KIF2A could be used in clinical applications to treat brain malformations including lissencephaly. It is possible to detect mutations in KIF2A through targeted clinical diagnostic NextGen sequencing panels, designed to identify brain malformations and abnormalities of cortical development. The NINDS K12 NS049453 grant, and the R01 GM097376 grant by the NIH were supported by the authors.
Molecular studies show that the overexpression of mutant KIF2A results is monopolar spindles formation in human cancer cell cells. This mutant also causes cell block in Xenopus embryos and demonstrates KIF2A's crucial role in neuronal growth and assembly. Moreover, Kif2a depletion leads to neuronal migration delay. Studies have also shown KIF2A is necessary for neuronal fecundity in nonmitotic tissues. Further, Kif2A is established as a plus-end-directed microtubule-dependent motor that regulates the dynamics of microtubules during axonal growth.

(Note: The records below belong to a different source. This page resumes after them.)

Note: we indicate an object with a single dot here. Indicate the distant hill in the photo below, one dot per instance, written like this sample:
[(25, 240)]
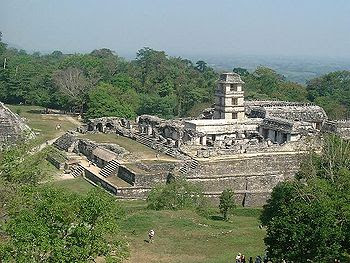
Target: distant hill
[(295, 69)]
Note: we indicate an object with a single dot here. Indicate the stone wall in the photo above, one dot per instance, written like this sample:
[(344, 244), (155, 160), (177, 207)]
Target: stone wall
[(100, 181), (252, 177), (339, 127), (144, 179), (120, 192), (12, 126)]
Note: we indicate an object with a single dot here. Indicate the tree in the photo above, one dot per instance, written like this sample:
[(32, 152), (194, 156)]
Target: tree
[(332, 92), (241, 71), (201, 65), (73, 83), (227, 203), (112, 101), (176, 195), (51, 225), (313, 207)]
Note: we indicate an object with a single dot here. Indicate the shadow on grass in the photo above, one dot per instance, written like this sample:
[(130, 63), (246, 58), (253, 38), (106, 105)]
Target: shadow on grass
[(36, 111), (217, 218)]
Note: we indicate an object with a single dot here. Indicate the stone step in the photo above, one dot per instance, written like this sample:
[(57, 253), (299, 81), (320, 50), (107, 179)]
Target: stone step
[(109, 169), (77, 171)]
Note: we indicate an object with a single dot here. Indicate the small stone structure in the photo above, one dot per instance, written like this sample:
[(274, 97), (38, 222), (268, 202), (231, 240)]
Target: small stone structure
[(247, 146), (12, 127)]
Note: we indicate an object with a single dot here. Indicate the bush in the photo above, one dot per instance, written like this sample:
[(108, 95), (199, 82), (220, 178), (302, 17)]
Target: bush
[(227, 203), (178, 194)]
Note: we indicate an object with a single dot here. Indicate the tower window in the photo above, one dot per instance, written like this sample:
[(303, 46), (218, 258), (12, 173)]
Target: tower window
[(233, 87)]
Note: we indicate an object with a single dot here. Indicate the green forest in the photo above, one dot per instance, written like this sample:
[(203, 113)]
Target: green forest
[(102, 83)]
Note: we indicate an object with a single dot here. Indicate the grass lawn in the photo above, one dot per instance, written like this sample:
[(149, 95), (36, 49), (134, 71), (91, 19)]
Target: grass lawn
[(44, 124), (183, 236), (77, 185), (129, 144)]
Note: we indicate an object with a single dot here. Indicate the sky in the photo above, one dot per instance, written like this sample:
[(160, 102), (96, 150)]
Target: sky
[(319, 28)]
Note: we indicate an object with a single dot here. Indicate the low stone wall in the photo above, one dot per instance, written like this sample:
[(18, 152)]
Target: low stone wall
[(142, 179), (126, 174), (55, 162), (246, 199), (120, 192), (133, 192), (252, 178), (100, 181)]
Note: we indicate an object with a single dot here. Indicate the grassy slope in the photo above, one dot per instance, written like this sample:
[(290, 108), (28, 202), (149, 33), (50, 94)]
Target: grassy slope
[(129, 144), (77, 185), (43, 124), (183, 236)]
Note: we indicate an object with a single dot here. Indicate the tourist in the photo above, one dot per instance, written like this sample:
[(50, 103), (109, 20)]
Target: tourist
[(151, 236), (258, 259)]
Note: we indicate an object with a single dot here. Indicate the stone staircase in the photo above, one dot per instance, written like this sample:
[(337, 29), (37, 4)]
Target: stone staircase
[(146, 140), (159, 146), (65, 142), (109, 169), (78, 170), (189, 166)]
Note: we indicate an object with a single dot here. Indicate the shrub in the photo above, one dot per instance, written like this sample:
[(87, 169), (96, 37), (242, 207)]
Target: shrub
[(178, 194), (227, 203)]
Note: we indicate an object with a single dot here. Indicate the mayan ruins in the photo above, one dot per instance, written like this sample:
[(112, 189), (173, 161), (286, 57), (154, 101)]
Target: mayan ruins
[(12, 127), (248, 146)]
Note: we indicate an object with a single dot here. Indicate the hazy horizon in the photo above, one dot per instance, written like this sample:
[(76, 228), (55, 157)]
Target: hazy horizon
[(290, 28)]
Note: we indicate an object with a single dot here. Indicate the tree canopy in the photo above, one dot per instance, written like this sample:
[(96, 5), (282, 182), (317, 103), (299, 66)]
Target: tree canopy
[(308, 220), (160, 84)]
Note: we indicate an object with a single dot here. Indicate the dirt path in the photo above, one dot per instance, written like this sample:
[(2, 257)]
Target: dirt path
[(72, 120)]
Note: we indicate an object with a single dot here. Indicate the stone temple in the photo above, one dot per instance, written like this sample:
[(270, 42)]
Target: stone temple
[(248, 146), (12, 127)]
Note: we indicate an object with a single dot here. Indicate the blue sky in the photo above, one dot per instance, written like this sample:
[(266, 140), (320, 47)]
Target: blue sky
[(181, 27)]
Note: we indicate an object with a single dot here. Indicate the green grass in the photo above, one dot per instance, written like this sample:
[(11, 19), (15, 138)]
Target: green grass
[(128, 144), (183, 236), (198, 109), (77, 185), (43, 124)]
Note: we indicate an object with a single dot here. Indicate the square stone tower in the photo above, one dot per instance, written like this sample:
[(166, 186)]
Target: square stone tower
[(229, 97)]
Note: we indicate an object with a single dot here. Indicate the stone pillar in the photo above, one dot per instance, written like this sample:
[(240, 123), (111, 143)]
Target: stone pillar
[(149, 130), (204, 140), (197, 141)]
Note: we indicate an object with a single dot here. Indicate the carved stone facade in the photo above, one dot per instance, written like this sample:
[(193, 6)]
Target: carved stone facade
[(247, 146), (12, 126)]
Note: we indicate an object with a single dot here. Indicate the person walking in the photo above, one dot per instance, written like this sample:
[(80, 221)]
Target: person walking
[(258, 259), (151, 235)]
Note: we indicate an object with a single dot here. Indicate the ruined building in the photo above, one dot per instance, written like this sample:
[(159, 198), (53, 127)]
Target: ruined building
[(11, 126), (246, 146)]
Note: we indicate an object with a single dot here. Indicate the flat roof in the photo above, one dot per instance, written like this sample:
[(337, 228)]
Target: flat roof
[(219, 122)]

In vitro studies show that knockdown KIF2A reduces the proliferation rate of ESCC cells. In vitro studies have also shown that knockdown KIF2A can inhibit the growth and proliferation of ESCC cells. Knockdown of KIF2A leads to significant decreases in Ki67 and PCNA expression. This results in a positive correlation between ESCC and KIF2A.
The KIF2A gene is involved in regulating cell growth, differentiation, and apoptosis. It is associated with poor prognosis for patients with ESCC. KIF2A is also known to inhibit apoptosis from tumor cells. KIF2A could be a biomarker for BLBC. It is in fact the most frequently used gene for cancer research.
Axons that had a KIF2A-related gene mutation were observed to be overextended by a mouse model. KIF2a/ mice had abnormal axonal branching. They also displayed overextensions of collateral branches in vitro. KIF2A mice also showed decreased microtubule polymerizing activity in growth conves. This indicates that KIF2A regulates microtubule dynamics near the growth cone edge.
KIF2A expression was identified by a marker AAV-shRNA. Molecular analyses were performed using this marker. The antibody was used to perform immunoprecipitation as well as Western blot, Immunocytochemistry and Immunofluorescence. The concentration of the antibody used for Western blots was between 10 and 15 uL using Lipofectamine 2000 transfection medium. The KIF2A protein was detected in the CaEs-17 cell and EC109 cell lines.
PMID: 9177777 by Debernardi S., et al. Identification of a novel human kinesin-related gene (HK2) by the cDNA differential display technique.
PMID: 15843429 by Zhu C., et al. Functional analysis of human microtubule-based motor proteins, the kinesins and dyneins, in mitosis/cytokinesis using RNA interference.